3. Les décision attaquées, qui visent les dispositions du code de l'entrée et du séjour des étrangers et du droit d'asile applicables, comportent les considérations de droit et de fait qui en constituent le fondement, et sont, par suite, régulièrement motivées. En effet, s'agissant de l'obligation de quitter le territoire français, le préfet a relevé que M. B ne pouvait justifier être entré régulièrement sur le territoire français et qu'il n'était pas titulaire d'un titre de séjour en cours de validité. S'agissant de la décision portant refus d'octroi d'un délai de départ volontaire, il ressort évidemment des termes de l'arrêté que le préfet, au visa de l'article L. 612-2 du code de l'entrée et du séjour des étrangers et du droit d'asile, s'est fondé sur le 1° (" Le comportement de l'étranger constitue une menace pour l'ordre public ") et sur le 3° (" Il existe un risque que l'étranger se soustraie à la décision portant obligation de quitter le territoire français dont il fait l'objet ") de ces dispositions, de sorte que le fondement juridique de cette mesure, contrairement à ce qu'affirme le requérant, est suffisamment précisé.

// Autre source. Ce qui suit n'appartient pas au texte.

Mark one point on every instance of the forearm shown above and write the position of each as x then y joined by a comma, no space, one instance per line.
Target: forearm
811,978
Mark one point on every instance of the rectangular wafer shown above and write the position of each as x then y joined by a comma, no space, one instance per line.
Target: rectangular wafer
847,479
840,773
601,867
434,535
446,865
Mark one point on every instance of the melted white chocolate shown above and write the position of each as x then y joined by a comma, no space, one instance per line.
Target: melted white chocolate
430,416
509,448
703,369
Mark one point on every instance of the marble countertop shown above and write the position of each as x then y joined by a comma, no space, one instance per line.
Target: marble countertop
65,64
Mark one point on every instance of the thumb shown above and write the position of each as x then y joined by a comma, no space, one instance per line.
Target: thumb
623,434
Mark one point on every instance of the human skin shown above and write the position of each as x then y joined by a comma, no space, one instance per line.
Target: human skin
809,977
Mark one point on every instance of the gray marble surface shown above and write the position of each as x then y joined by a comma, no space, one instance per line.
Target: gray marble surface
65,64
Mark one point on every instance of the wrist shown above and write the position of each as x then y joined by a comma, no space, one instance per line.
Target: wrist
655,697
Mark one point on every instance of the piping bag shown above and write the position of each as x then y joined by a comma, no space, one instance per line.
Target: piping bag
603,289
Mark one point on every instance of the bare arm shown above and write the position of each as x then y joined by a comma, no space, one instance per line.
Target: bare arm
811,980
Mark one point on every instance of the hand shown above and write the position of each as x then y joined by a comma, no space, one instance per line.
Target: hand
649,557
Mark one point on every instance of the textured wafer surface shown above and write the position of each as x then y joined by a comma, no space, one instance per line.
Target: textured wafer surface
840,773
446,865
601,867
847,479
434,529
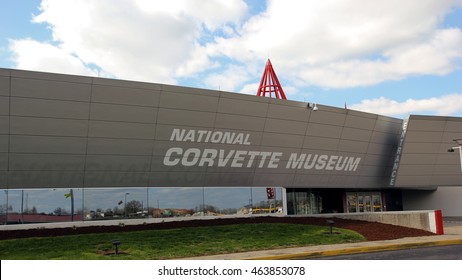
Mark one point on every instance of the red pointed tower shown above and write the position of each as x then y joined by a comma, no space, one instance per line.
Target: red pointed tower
270,84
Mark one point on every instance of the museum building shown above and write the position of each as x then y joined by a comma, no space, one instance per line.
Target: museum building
63,131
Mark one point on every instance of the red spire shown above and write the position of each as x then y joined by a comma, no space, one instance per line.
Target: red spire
269,83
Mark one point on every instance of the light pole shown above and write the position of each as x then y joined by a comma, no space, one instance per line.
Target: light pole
6,217
452,150
125,204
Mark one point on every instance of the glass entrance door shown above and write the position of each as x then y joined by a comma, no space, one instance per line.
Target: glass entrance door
364,202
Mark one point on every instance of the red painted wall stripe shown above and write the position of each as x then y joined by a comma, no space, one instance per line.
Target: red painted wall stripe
439,222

S'agissant de la décision fixant le pays de destination, prise au visa de l'article 3 de la convention européenne de sauvegarde des droits de l'homme et des libertés fondamentales, elle est suffisamment motivée par le dernier considérant de l'arrêté. S'agissant de l'interdiction de retour sur le territoire français, le préfet a relevé les éléments relatifs à la durée de présence de l'intéressé sur le sol français, à la nature et à l'ancienneté de ses liens avec la France et à la menace qu'il représente pour l'ordre public.
Sur les autres moyens soulevés à l'encontre de l'obligation de quitter le territoire français
4. Il résulte de la jurisprudence de la Cour de Justice de l'Union européenne que le droit d'être entendu fait partie intégrante du respect des droits de la défense, principe général du droit de l'Union. Il appartient aux Etats membres, dans le cadre de leur autonomie procédurale, de déterminer les conditions dans lesquelles le respect de ce droit est assuré. Ce droit se définit comme celui de toute personne de faire connaître, de manière utile et effective, son point de vue au cours d'une procédure administrative avant l'adoption de toute décision susceptible d'affecter de manière défavorable ses intérêts. Il ne saurait cependant être interprété en ce sens que l'autorité nationale compétente est tenue, dans tous les cas, d'entendre l'intéressé lorsque celui-ci a déjà eu la possibilité de présenter, de manière utile et effective, son point de vue sur la décision en cause.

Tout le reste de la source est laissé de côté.